世界中に混乱を招いているコロナウイルスですが、もともと私たちの身体にはウイルス感染に対する防御反応が備わっています。
まず、ウイルスが鼻や口から気道を通して体内に侵入しても、粘膜がその侵入を防ぎます。
粘膜の表面には線毛という小さな毛のようなものが生えています。これで、直接ウイルスや細菌が細胞にくっつかないようになっています。この働きが良いほど、異物の接触を防ぐことができます。
また、細胞は唾や鼻水のように粘液(ねんえき)という液体で細胞の表面をバリアーしています。そして、この粘液はウイルスや細菌を捕まえることができます。
さらさらの粘液であれば、線毛の動きも良く、ウイルスを上手く排除することが出来ます。
水分をしっかりとって、いつも粘膜を乾燥させないようにすることは大切です。エアコンのついた部屋の換気や加湿、水分補給やうがい、マスクが有効と言われるわけです。
これに加えて、『オイルプリング』 、鼻うがいも粘膜をバリアーするために非常に有効です。
この粘液の中では、IgA抗体という抗体に捕まり、ウイルスは動けなくなります。
この抗体はBリンパ球が成長した、形質細胞(けいしつさいぼう)という細胞が作ります。
IgAは刺股(さすまた)のようにウイルスを捕まえてしまいます。
IgAがくっついたウイルスはマクロファージ(Mφ)という食いしん坊の細胞に食べられたり、そのまま便で排泄されて体の外に出ていきます。
マクロファージはウイルスを食べて、食べたもののかけらをリンパ球に見せて、さらにリンパ球を増やして働くように促します。これをみたBリンパ球は、さらに形質細胞に成長して、たくさんのIgAを作ることになります。
これら、Bリンパ球、形質細胞、マクロファージといった免疫を担当する細胞はふだんはほとんどが腸の中に住んでいます。
全身の粘膜には少数のこれらの細胞がいますが、どこかで感染が起こるとすぐに連絡を取り合って、仲間の細胞が腸から駆けつける仕組みになっています。
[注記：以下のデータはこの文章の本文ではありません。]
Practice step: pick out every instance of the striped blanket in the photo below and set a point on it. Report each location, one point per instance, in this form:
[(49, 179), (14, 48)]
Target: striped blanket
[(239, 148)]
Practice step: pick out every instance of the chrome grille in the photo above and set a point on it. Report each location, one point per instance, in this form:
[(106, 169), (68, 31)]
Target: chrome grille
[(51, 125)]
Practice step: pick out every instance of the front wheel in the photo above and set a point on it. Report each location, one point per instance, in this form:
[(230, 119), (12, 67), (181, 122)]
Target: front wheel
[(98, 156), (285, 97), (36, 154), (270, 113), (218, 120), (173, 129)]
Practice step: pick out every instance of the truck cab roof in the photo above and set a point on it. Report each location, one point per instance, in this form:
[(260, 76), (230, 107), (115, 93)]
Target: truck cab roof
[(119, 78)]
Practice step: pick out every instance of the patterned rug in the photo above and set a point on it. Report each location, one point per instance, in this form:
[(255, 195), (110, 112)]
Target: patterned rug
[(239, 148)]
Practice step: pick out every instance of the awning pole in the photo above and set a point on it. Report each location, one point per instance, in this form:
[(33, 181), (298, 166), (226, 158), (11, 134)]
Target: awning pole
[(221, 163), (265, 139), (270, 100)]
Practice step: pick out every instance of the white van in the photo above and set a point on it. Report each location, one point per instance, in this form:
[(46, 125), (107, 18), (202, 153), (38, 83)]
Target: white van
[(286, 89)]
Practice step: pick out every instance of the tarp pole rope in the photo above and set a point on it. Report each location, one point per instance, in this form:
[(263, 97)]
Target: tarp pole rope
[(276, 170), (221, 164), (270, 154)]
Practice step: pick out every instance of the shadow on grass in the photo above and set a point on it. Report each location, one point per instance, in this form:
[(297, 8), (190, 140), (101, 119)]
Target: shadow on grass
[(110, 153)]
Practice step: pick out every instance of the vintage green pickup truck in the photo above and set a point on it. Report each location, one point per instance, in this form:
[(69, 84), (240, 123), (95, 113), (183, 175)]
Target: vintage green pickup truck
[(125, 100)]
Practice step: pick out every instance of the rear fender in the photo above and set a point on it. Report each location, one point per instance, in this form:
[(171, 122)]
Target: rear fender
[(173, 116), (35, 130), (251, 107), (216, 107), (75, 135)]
つまり、これらの細胞が良い働きが出来るために、ふだんから腸が健康であることが大切です。
ここでもやはり、腸内環境が大切だということです。
腸のために出来ることは本編『腸を鍛える』を参考にしてください。
健康のために出来ることは、いつも同じことです。
健康のために出来ることは、毎日の生活のなかにあります。
これらが習慣になっていれば何も怖いものはないのです。新しいグッズや食品は何も必要ありません。
『腹が座って』いれば、心が動じることはありません。
出来ることをやって、あとは自分の細胞たちの働きを信じましょう。